Prasar Bharati CEO Jawhar Sircar said that radio continued to be a vibrant non-intrusive medium which has brought emotional and linguistic bondage in the country, broadcasting in thirty languages.

He said millions of Indians today understood the nuances and importance of classical music because AIR had kept this alive in the face of the more popular film music.

He referred to the role of AIR in 1923, in the era of princely states and provinces when it provided leadership, but said the real challenges came after independence.
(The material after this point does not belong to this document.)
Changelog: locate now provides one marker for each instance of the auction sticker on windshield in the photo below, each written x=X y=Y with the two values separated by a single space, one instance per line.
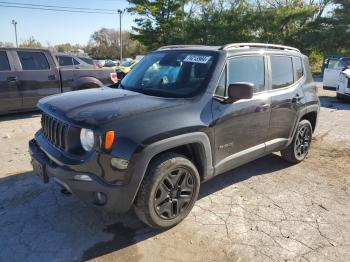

Member of Parliament and eminent journalist Tarun Vijay said radio has been the informer from childhood and AIR taught him the nuances of language. FM Gold and the AIR channels continue to stand out in the cacophony of private FM channels which had ruined values and language.
He commended Prime Minister Narendra Modi for giving a new vitality with his ‘Mann ki Baat’. The credibility of AIR remains higher than any other channel – be it television or radio.

He also referred to the deterioration of the print media by saying that it was difficult to differentiate news from editorials. He said the editor had no importance in today’s age, whereas he recalled his parents telling him to read the editorials to get the genesis of any news. He regretted that most newspapers had become ‘ad rags’.

He wanted AIR to start a World Broadcasting Channel to reach out to the diaspora and the world and wanted Prasar Bharati to strengthen the infrastructure to reach out to countries in south east Asia.

Senior journalist Madhukar Upadhyay regretted that AIR appeared to have become complacent because it had the largest reach. He also wanted to know why private FM channels should not be permitted news when television channels could do so.

Senior journalist Amit Baruah suggested introduction of licence fee as he felt ‘that gives us all a stake in the broadcaster’. Mediaperson Pranjal Sharma said AIR has to keep in view the fact that social media is free with no bondages.

Eminent litterateur Anamikas said that AIR had helped the unity of the country through language and noted that Hindi which had accepted words from other languages had now become a truly Indian language.